Sierra Oncology (NASDAQ: SRRA) has seen its share price storm higher after the biopharma company achieved strong results in its latest Momelotinib study. The treatment has been developed to help combat myelofibrosis, a nasty and incurable blood cancer.
In Sierra’s recent study, significantly more patients treated with Momelotinib saw a reduction in symptoms of more than 50% compared with the control group, who were treated with currently used drugs.
As such, the company now plans to push ahead with a New Drug Application in the second quarter of 2022. The US Food and Drug Administration has already granted the treatment with Fast Track designation, meaning its verification could come very rapidly.
Sierra Oncology’s president and CEO, Stephen Dilly, commented:
“These data are extremely exciting and everything we had hoped to see from the trial.
“To achieve statistically significant and clinically important efficacy across all prespecified primary and key secondary endpoints while maintaining platelet counts in such a difficult to treat patient population is remarkable, and a confirmation of the anemia response we identified in the comprehensive review of our previous Phase 3 studies.”

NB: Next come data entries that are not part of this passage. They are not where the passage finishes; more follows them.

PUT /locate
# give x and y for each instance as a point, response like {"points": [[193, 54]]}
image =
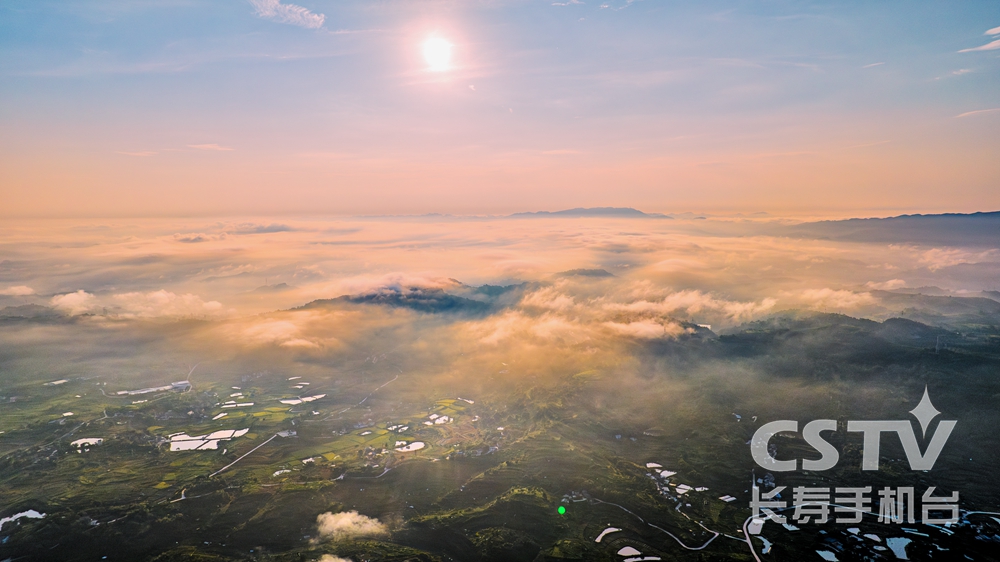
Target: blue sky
{"points": [[218, 106]]}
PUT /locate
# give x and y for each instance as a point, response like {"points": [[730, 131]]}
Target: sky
{"points": [[261, 107]]}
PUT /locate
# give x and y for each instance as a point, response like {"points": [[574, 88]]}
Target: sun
{"points": [[437, 53]]}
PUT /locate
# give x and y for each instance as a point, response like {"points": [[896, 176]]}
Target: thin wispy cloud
{"points": [[291, 14], [978, 112], [991, 46], [211, 146]]}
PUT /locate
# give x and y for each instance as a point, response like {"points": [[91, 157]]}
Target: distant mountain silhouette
{"points": [[950, 229]]}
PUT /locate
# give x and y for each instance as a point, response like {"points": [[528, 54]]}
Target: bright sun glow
{"points": [[437, 52]]}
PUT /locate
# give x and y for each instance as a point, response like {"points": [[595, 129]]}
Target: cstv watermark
{"points": [[848, 505]]}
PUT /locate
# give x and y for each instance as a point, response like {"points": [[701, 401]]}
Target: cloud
{"points": [[348, 525], [647, 329], [163, 303], [886, 285], [74, 303], [288, 13], [841, 300], [940, 258], [211, 146], [991, 46], [137, 305], [192, 238], [17, 291], [695, 302], [978, 111], [252, 228]]}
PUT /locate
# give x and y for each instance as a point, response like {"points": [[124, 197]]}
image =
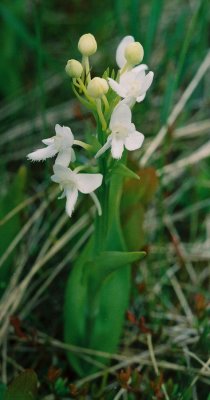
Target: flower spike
{"points": [[123, 133]]}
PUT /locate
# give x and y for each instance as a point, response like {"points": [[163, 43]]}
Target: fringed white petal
{"points": [[64, 157], [62, 174], [141, 98], [71, 199], [116, 87], [105, 147], [87, 183], [134, 141], [120, 58], [42, 154], [121, 115], [48, 141]]}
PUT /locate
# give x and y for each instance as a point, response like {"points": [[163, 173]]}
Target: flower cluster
{"points": [[111, 101]]}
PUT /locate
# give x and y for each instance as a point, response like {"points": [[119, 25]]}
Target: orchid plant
{"points": [[97, 291]]}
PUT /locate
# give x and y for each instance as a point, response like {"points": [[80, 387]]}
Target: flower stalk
{"points": [[92, 310]]}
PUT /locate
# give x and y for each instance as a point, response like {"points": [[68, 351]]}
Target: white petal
{"points": [[116, 87], [129, 101], [117, 148], [62, 174], [87, 183], [121, 115], [120, 58], [104, 147], [134, 141], [140, 67], [127, 79], [42, 154], [73, 156], [58, 129], [141, 98], [63, 158], [147, 82], [71, 198], [48, 141], [66, 135]]}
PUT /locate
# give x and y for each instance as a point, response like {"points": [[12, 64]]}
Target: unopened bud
{"points": [[87, 45], [74, 68], [134, 53], [97, 87]]}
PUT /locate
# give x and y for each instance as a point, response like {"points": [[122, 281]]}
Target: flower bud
{"points": [[97, 87], [134, 53], [74, 68], [87, 45]]}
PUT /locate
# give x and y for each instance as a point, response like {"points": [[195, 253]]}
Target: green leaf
{"points": [[2, 390], [136, 197], [10, 228], [121, 169], [102, 266], [106, 73], [85, 103], [24, 387]]}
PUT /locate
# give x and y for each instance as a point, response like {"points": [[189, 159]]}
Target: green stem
{"points": [[100, 114]]}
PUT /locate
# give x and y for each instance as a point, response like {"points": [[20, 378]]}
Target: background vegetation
{"points": [[165, 347]]}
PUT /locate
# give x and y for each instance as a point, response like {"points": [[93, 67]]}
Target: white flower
{"points": [[133, 84], [73, 182], [60, 144], [128, 45], [123, 133], [120, 53]]}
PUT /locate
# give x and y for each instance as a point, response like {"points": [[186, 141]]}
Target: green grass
{"points": [[168, 345]]}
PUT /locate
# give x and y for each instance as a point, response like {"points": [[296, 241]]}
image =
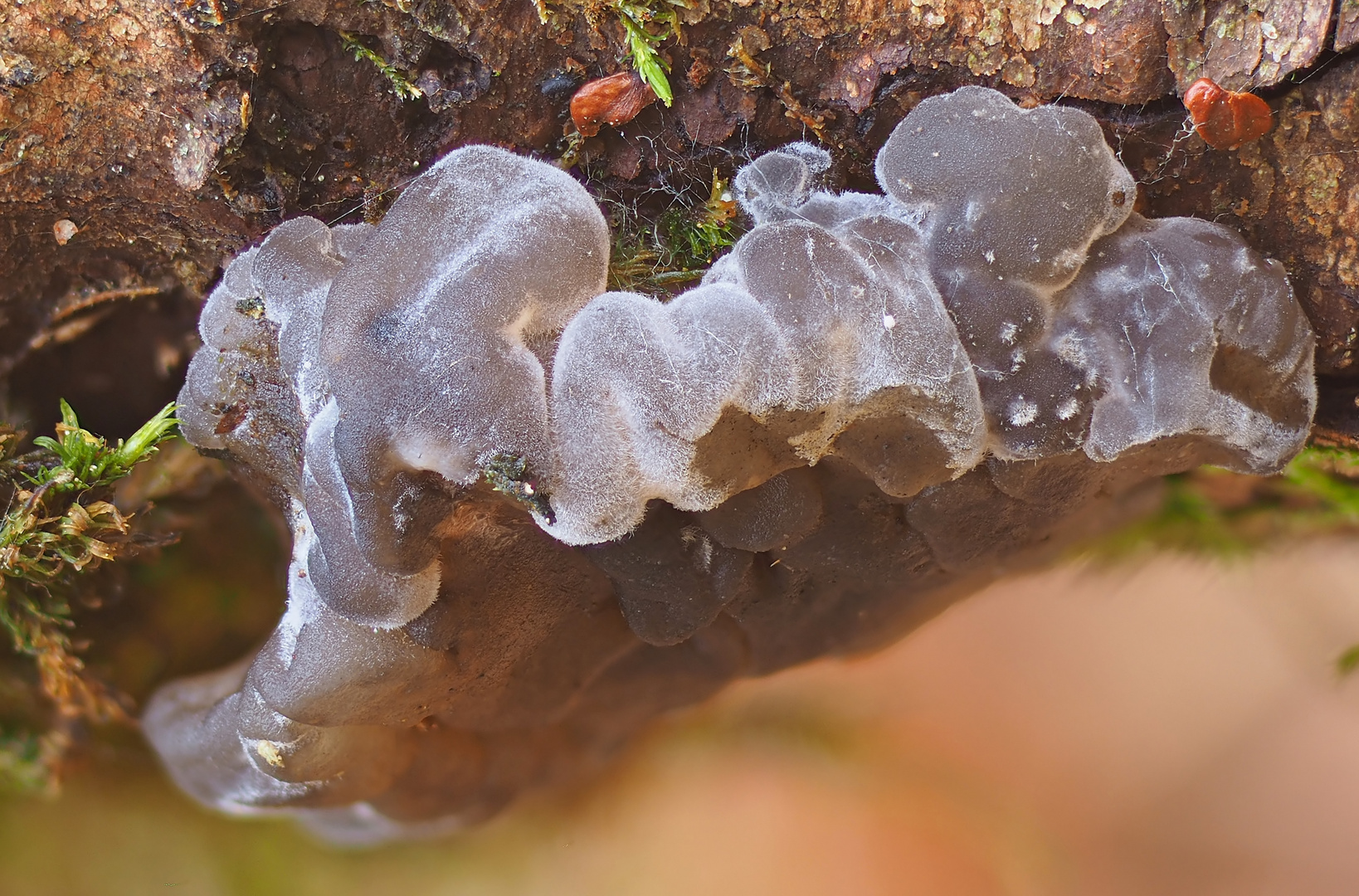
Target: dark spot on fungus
{"points": [[231, 417]]}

Alongside confirmation of the strong results, Sierra was eager to show it has the resources to successfully commercialize the treatment. The company said it had estimated cash and cash equivalents of $104.7m at the end of 2021 and confirmed it has the ability to access up to an additional $120m in a series of tranches from a loan facility.
Series B Warrants could provide a total of $33.3m in proceeds if fully exercised before their expiration in 74 days’ time.
Furthermore, the company announced plans to sell $100m worth of shares of its common stock in an underwritten public offering. Proceeds of this would also go towards commercialization efforts and development of the company’s other candidates.
Should you invest in Sierra Oncology?
As such, it’s not hard to see why investors are so excited about Sierra. SRRA appears to have developed a useful treatment and has the capital to give its creation some serious backing.
However, biotech stocks have performed poorly over the last 12 months. The SPDR S&P Biotech ETF, which tracks the performance of biotech stocks, has dropped by over 40% in the last year.
Even so, you might think biotech stocks are ready to fight back or consider Sierra a strong enough prospect to buck the trend.